Now, we rearrange and perform integration in the equation (1) and we get:
$\dfrac{{dT}}{{dt}} = k\left( {T - {T_s}} \right) \\\$
$\implies \int_{{T_i}}^{{T_f}} {\dfrac{{dT}}{{T - {T_s}}}} = \int_0^7 {kdt} \\\$
$\implies \left[ {\ln \left( {T - {T_s}} \right)} \right]_{{T_i}}^{{T_f}} = k\left[ t \right]_0^7 \\\$
$\implies \ln \left( {{T_f} - {T_s}} \right) - \ln \left( {{T_i} - {T_s}} \right) = k\left( {7 - 0} \right) \\\$

Further simplifying the above expression, we get:
$\ln \left( {\dfrac{{{T_f} - {T_s}}}{{{T_i} - {T_s}}}} \right) = 7k$
$\dfrac{{{T_f} - {T_s}}}{{{T_i} - {T_s}}} = {e^{7k}}$ …… (2)

From the first case we substitute the required values in equation (2), we get:
$\dfrac{{40 - 10}}{{60 - 10}} = {e^{7k}} \\\$
$\implies \dfrac{{30}}{{50}} = {e^{7k}} \\\$
${e^{7k}} = \dfrac{3}{5}$ …… (3)
Second case,
Initial temperature will be $40^\circ {\text{C}}$ i.e. which was the final temperature of the first case.
We need to calculate the final temperature after an interval of $7$ minutes.
Again, we apply Newton’s law of cooling and we get from equation (2):
$\dfrac{{{T_f} - {T_s}}}{{{T_i} - {T_s}}} = {e^{7k}}$
$\dfrac{{{T_f} - 10}}{{40 - 10}} = {e^{7k}}$ …… (4)

Now, we compare equations (3) and (4):
$\dfrac{{{T_f} - 10}}{{40 - 10}} = \dfrac{3}{5} \\\$
$\implies 90 = 5{T_f} - 50 \\\$
$\implies {T_f} = \dfrac{{140}}{5} \\\$
$\therefore {T_f} = 28^\circ {\text{C}} \\\$

Hence, the temperature after next $7$ minutes will be $28^\circ {\text{C}}$ .

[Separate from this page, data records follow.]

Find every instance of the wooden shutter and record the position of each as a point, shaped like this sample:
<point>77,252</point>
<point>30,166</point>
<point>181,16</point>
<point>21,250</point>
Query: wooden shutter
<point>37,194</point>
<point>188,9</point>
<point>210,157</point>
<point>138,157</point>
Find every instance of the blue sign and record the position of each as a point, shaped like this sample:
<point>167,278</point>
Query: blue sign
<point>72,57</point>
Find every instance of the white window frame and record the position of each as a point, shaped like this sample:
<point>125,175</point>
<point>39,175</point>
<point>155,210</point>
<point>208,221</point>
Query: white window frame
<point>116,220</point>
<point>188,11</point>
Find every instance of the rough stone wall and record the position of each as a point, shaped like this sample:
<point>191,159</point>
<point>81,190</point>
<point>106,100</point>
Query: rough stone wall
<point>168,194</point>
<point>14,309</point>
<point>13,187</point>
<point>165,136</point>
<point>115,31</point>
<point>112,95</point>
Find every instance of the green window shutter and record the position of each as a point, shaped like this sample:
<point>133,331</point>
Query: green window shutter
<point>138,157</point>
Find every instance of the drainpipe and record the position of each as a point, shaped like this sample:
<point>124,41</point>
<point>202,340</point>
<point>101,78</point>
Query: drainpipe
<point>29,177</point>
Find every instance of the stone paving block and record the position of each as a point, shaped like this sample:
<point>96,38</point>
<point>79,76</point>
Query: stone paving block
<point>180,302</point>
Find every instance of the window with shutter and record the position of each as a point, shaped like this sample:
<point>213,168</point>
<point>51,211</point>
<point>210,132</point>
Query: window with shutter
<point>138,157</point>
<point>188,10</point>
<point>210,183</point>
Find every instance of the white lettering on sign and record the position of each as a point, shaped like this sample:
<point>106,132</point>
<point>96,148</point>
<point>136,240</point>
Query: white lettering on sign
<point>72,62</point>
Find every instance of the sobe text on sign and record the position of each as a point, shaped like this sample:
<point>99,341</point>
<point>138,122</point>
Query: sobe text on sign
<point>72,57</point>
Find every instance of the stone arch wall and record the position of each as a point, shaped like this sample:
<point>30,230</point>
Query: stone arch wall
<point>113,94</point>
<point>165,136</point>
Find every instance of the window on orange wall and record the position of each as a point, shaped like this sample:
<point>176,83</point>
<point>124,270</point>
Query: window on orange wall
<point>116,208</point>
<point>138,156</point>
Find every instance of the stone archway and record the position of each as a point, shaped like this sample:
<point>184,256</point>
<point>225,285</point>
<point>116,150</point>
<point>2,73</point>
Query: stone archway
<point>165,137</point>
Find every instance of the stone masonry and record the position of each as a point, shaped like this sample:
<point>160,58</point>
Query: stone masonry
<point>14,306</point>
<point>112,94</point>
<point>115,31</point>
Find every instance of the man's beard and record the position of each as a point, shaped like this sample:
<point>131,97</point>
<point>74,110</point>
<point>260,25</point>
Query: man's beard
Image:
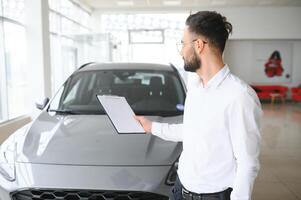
<point>193,65</point>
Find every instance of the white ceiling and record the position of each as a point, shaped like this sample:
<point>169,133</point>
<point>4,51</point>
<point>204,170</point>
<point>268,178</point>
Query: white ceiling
<point>182,4</point>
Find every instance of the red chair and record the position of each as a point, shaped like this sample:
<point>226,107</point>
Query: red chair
<point>296,94</point>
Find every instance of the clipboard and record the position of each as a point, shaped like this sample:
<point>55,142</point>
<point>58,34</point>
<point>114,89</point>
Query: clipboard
<point>120,114</point>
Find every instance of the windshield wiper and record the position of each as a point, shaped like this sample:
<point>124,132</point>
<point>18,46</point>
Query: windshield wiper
<point>68,112</point>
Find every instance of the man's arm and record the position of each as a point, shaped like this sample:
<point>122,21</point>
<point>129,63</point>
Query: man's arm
<point>170,132</point>
<point>244,124</point>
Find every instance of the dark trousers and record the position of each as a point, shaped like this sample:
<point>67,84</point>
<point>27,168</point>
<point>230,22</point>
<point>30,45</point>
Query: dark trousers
<point>177,193</point>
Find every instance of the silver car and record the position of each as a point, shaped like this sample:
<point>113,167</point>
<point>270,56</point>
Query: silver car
<point>72,151</point>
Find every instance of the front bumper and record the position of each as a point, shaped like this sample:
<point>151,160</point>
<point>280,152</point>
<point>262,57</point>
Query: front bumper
<point>100,179</point>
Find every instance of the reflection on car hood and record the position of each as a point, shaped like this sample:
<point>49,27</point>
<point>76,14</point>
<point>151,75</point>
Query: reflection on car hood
<point>92,140</point>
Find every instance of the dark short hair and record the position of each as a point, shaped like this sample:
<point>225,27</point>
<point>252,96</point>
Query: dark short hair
<point>212,25</point>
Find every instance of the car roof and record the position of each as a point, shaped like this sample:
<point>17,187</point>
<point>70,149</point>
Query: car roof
<point>126,66</point>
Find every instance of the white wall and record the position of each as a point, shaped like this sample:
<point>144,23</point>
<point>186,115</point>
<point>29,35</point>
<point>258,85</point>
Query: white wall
<point>253,26</point>
<point>240,56</point>
<point>265,22</point>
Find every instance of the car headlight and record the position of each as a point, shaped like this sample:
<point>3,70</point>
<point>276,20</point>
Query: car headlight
<point>172,174</point>
<point>8,154</point>
<point>7,163</point>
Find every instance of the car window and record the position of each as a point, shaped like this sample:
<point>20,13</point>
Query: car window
<point>147,92</point>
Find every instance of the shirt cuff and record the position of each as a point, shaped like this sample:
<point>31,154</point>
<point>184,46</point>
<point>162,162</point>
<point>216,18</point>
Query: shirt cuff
<point>156,128</point>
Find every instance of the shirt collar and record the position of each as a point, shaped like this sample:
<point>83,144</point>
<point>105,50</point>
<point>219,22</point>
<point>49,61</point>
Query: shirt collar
<point>218,78</point>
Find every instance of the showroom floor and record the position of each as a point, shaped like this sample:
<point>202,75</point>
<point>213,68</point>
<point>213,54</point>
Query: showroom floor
<point>280,174</point>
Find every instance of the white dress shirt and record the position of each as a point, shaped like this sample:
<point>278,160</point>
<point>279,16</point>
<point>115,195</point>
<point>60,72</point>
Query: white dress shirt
<point>220,135</point>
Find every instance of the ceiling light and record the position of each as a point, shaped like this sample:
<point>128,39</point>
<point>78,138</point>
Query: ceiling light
<point>218,2</point>
<point>171,3</point>
<point>125,3</point>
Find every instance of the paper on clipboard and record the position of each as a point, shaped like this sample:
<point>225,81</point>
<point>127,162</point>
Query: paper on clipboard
<point>121,114</point>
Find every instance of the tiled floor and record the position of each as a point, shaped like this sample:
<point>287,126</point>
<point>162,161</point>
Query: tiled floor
<point>280,174</point>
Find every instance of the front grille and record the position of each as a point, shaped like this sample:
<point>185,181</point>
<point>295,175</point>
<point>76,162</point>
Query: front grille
<point>43,194</point>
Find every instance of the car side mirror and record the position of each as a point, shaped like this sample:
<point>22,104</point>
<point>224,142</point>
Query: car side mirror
<point>41,105</point>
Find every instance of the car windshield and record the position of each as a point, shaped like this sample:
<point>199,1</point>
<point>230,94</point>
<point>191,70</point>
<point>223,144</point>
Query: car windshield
<point>147,92</point>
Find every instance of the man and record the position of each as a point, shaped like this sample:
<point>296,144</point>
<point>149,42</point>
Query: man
<point>220,130</point>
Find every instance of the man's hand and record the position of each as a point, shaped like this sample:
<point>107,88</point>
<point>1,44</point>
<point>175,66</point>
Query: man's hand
<point>146,124</point>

So, the correct answer is “Option D”.

Note:
While solving this problem, you will need some good knowledge in calculus. We use Newton’s law of cooling because this problem is based on heat loss which is directly proportional to the temperature difference between the body and its surroundings. It can also tell the speed of cooling of hot water present inside the pipes. For example, we can predict how long a cup of hot coffee will take to cool down to a desired temperature.